# Samsung X5 Thunderbolt 3 SSD



## Will Wilson (Aug 29, 2018)

This looks really interesting, if a little expensive!

https://www.macrumors.com/2018/08/28/samsung-x5-nvme-portable-ssd/


----------



## Sami (Aug 29, 2018)

Unnecessary is what it looks like


----------



## Will Wilson (Aug 29, 2018)

Sami said:


> Unnecessary is what it looks like



Really? If you've got a MacBook Pro with a smaller hard drive this seems like a much more cost effective way of getting high performance external storage.


----------



## Sami (Aug 29, 2018)

Will Wilson said:


> Really? If you've got a MacBook Pro with a smaller hard drive this seems like a much more cost effective way of getting high performance external storage.
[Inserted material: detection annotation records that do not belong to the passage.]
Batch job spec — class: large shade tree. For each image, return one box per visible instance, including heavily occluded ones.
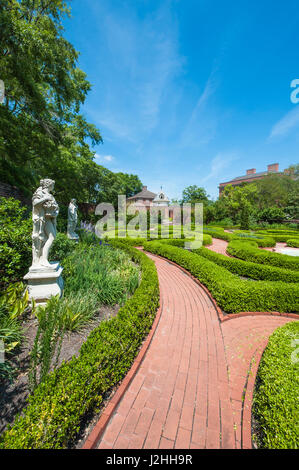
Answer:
[0,0,141,203]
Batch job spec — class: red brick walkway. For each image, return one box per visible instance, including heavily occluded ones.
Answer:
[206,238,228,256]
[89,255,296,449]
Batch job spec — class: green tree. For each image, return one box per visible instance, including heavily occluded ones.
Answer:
[182,184,209,203]
[220,184,257,228]
[0,0,102,200]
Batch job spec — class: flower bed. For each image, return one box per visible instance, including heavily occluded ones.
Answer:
[193,247,299,282]
[144,242,299,313]
[0,241,159,449]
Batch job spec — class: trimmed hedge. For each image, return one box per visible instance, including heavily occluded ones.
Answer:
[203,228,234,242]
[287,238,299,248]
[0,240,159,449]
[232,233,276,247]
[144,242,299,313]
[157,234,212,248]
[257,230,299,243]
[193,247,299,282]
[226,240,299,271]
[253,321,299,449]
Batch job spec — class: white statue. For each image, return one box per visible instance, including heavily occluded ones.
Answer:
[24,178,63,305]
[32,179,59,268]
[67,199,79,240]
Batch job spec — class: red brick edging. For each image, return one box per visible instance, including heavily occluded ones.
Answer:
[145,251,299,323]
[82,305,162,449]
[82,252,298,449]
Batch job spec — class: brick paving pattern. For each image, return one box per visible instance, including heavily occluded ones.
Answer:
[97,248,291,449]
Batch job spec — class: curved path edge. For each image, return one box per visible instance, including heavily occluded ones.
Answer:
[82,252,298,449]
[82,304,162,449]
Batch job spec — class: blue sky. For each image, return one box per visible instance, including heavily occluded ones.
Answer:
[64,0,299,199]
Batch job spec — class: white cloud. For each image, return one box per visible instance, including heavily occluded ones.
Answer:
[269,106,299,139]
[201,152,240,183]
[88,2,184,144]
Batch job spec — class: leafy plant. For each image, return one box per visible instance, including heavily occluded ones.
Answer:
[253,322,299,449]
[0,241,159,449]
[0,197,32,290]
[0,282,29,319]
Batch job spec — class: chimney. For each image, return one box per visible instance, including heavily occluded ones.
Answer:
[268,163,279,173]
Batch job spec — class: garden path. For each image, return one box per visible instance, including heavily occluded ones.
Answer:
[84,248,290,449]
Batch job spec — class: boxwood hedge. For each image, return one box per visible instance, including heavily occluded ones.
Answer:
[253,321,299,449]
[144,242,299,313]
[287,238,299,248]
[193,247,299,282]
[226,240,299,271]
[0,240,159,449]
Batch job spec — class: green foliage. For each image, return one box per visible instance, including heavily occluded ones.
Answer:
[64,244,138,305]
[144,242,299,313]
[256,206,285,223]
[287,238,299,248]
[253,322,299,449]
[0,282,29,319]
[193,248,299,282]
[0,197,32,289]
[0,0,142,207]
[226,240,299,271]
[0,241,159,449]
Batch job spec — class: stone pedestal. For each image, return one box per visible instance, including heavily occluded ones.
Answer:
[24,262,63,305]
[67,233,79,242]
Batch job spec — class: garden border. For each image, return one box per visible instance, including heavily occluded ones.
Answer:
[82,247,299,449]
[82,304,162,449]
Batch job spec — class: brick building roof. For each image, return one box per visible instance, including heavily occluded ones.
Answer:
[128,186,156,200]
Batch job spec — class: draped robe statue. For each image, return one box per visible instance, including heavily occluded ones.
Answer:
[32,179,59,268]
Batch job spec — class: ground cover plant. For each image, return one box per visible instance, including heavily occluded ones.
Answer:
[253,322,299,449]
[0,197,32,290]
[226,240,299,271]
[193,247,299,282]
[0,241,159,449]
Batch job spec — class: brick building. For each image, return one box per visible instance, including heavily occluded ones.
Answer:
[219,163,288,196]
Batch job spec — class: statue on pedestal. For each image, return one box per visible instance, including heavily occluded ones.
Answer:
[32,179,59,268]
[24,178,63,305]
[67,199,79,240]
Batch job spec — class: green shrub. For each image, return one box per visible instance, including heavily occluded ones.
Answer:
[203,227,233,242]
[253,322,299,449]
[29,296,65,392]
[49,233,76,265]
[64,242,139,305]
[193,247,299,282]
[0,197,32,290]
[287,238,299,248]
[144,242,299,313]
[0,240,159,449]
[226,240,299,271]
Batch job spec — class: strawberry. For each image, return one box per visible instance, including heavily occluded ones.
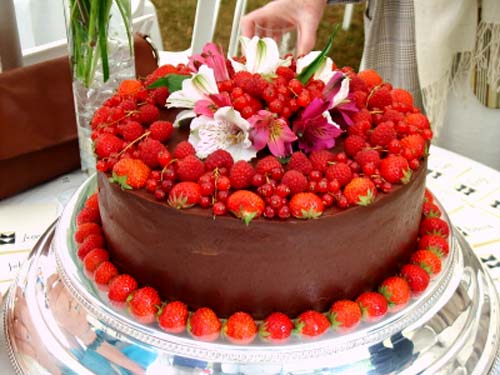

I don't know why I didn’t specify my point further...sorry. I meant that for samples it's most likely not a huge improvement. I own a similar system with an external enclosure and there is no difference in performance in Kontakt. For many other use cases they are brilliant. Apparently they throttle under sustained R/W load though


----------



## TheSigillite (Aug 29, 2018)

I'm using their T5 model and it works great. I stream some Adagietto from 8DIO, Cinebrass core and BOI2. Haven't had any issues at all using reaper as well. System is an i7 with 16GB RAM and only a 256M.2 SSD. The samsung T5 helps tremendously, Although I don't feel I've really pushed it. If I remember correctly the samples used load into RAM and only when you require fresh samples it loads from the SSD, So this might only be beneficial for the initial loading of your files. The T5 might still be the better value until this beast comes down in price.


----------



## Symfoniq (Aug 29, 2018)

Read the Anandtech review before picking one of these up. The sustained performance is underwhelming due to throttling issues.


----------